PKO BH, mBank Hipoteczny i Pekao Bank Hipoteczny planują duże emisje listów zastawnych. Ma to zmniejszyć ich zależność od finansowania kredytów depozytami. Znacząco poprawi też strukturę pasywów, w których znajdzie się więcej zobowiązań długoterminowych. W tym roku banki rozważają jeszcze emisje o wartości 3–3,5 mld zł. W ten sposób zamknęłyby 2016 r. emisjami o wartości 4,5–5 mld zł, zdecydowanie największymi w historii naszego rynku. Od początku tego roku wyemitowano w Polsce listy zastawne warte łącznie już 1,53 mld zł, czyli nieco więcej niż w całym 2015 r. (1,48 mld zł)
Są zainteresowani
– W Polsce jest popyt na listy zastawne. W samym II kwartale tego roku ich sprzedaż wyniosła 1,15 mld zł. To najlepszy kwartał w historii. Widzimy również spore zainteresowanie wśród inwestorów europejskich. Poszukują oni bezpiecznych instrumentów i cenią wciąż wyraźnie dodatnie rentowności w Polsce – mówi Rafał Kozłowski, prezes PKO Banku Hipotecznego.

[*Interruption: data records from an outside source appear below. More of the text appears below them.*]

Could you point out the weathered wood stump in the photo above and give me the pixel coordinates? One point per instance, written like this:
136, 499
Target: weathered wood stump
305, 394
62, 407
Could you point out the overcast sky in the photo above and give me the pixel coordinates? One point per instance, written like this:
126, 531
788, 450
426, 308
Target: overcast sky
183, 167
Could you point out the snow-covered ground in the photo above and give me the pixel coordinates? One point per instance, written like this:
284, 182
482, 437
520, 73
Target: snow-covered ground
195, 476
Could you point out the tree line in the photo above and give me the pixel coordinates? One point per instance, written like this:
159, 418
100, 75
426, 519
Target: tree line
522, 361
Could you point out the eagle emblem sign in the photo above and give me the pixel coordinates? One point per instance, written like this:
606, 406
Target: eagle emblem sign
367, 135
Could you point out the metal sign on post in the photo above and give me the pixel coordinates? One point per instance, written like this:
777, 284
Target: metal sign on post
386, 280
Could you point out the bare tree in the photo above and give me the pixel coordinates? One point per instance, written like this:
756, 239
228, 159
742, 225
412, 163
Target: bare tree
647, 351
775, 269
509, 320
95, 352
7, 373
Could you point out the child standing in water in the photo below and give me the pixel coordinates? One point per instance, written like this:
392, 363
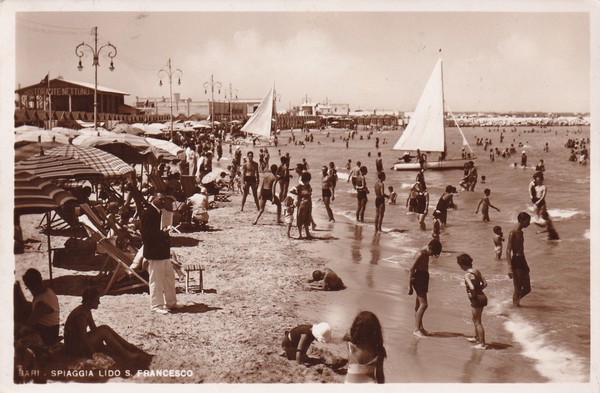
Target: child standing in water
365, 350
289, 213
498, 239
485, 205
419, 281
475, 283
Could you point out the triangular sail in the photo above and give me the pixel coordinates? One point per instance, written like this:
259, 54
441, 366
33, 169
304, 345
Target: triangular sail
260, 122
425, 131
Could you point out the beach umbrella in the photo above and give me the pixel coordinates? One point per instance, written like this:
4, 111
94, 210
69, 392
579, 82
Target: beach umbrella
165, 145
57, 167
41, 136
24, 150
110, 166
34, 195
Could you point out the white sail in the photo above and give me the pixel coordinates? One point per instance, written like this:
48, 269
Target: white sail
425, 131
260, 122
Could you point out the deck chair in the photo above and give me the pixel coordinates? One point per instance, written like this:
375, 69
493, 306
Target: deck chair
97, 222
123, 260
157, 182
188, 185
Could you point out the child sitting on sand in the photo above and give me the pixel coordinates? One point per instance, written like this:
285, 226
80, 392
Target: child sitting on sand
81, 342
419, 281
498, 239
475, 283
365, 350
297, 341
331, 281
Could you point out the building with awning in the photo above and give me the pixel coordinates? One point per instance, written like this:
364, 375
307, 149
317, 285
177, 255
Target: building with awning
63, 95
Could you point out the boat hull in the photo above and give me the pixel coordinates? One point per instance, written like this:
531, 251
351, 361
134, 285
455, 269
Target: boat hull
433, 165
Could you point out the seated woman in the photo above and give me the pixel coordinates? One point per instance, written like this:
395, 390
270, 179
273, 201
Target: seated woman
331, 281
297, 341
79, 342
365, 350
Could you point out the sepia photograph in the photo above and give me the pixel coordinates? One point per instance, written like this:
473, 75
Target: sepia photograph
266, 193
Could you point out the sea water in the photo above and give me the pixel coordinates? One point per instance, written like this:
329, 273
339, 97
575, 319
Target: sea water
552, 328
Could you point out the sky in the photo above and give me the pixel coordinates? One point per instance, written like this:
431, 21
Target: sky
493, 61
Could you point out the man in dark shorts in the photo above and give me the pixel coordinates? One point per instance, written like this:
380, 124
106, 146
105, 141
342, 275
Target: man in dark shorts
267, 193
250, 179
518, 269
419, 281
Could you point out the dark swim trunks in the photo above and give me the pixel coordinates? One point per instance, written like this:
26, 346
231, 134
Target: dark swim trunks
266, 194
421, 282
519, 262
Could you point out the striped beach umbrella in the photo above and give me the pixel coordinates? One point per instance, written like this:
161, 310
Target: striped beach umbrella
108, 165
57, 167
34, 195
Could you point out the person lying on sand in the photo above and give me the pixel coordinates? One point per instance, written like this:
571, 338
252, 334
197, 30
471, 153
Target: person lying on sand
331, 281
81, 342
297, 341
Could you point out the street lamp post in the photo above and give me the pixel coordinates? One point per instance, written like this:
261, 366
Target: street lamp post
80, 52
212, 84
230, 98
168, 72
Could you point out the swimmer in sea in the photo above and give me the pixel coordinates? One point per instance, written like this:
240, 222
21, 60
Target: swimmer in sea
518, 269
419, 281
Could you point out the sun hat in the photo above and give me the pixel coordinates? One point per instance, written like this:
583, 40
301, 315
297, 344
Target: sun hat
322, 332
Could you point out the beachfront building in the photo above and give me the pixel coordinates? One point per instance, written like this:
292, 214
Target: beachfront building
63, 102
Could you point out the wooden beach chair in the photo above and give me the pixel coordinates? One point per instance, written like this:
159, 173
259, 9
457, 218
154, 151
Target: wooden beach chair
188, 185
123, 261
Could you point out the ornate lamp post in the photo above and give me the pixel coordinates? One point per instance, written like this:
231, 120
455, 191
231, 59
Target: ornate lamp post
80, 52
212, 84
168, 72
230, 98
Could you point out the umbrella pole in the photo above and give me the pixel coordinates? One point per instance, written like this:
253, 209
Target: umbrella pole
49, 246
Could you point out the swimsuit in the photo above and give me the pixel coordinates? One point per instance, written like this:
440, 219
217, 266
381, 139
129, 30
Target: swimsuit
477, 297
266, 194
360, 372
420, 282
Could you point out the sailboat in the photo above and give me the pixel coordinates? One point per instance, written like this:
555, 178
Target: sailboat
426, 131
262, 119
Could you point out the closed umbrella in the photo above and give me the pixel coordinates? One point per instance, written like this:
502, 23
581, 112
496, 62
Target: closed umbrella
110, 166
57, 167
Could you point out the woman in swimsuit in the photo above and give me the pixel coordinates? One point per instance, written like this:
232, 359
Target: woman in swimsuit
361, 194
326, 193
475, 283
365, 350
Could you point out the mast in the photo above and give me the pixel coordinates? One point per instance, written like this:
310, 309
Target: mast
443, 106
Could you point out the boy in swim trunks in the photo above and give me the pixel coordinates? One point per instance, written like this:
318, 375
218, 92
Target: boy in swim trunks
498, 239
518, 269
419, 281
267, 193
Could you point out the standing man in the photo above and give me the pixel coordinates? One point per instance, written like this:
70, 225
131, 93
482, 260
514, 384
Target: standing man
250, 179
157, 250
379, 162
518, 269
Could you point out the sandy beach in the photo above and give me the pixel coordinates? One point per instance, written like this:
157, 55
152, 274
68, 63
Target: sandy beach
255, 288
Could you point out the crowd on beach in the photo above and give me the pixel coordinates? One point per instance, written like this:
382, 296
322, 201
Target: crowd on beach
140, 228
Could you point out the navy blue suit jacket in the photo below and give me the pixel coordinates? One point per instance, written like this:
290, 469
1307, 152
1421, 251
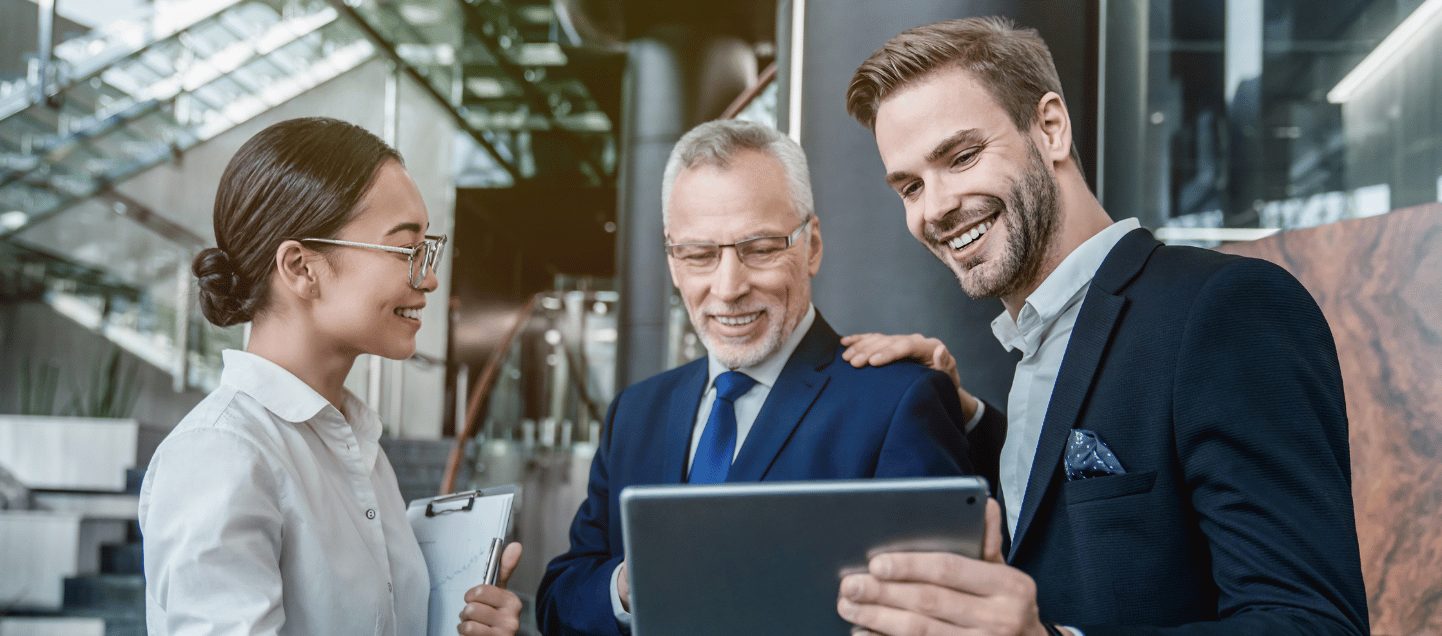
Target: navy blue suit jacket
822, 420
1216, 382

PKO BH, najmłodszy gracz na tym rynku, wyemitował w czerwcu i kwietniu papiery warte po 500 mln zł. – Teraz przygotowujemy się do transzy w euro. Będziemy gotowi do przeprowadzenia emisji dedykowanej inwestorom zagranicznym na przełomie III i IV kwartału tego roku. Powinna ona mieć wartość co najmniej 500 mln euro – wskazuje Kozłowski.
Ostateczna decyzja, czy bank wyjdzie na rynek z tą ofertą, będzie zależała głównie od nastrojów na rynku oraz zaplanowanej na 9 września rewizji przez agencję Moody's ratingu Polski i tzw. country ceilingu (wyznacza najwyższy możliwy rating papierów emitowanych przez podmioty z danego państwa). Po ewentualnej emisji bank zapowiada gotowość do kolejnych, nawet w IV kwartale tego roku.
Najbardziej aktywny na tym rynku jest największy bank hipoteczny w Polsce, czyli mBank Hipoteczny, który od 2010 r. uplasował listy zastawne warte łącznie nieco ponad 4 mld zł i już prawie 60 proc. jego kredytów jest finansowanych w ten sposób. Kolejną emisję planuje przeprowadzić jesienią.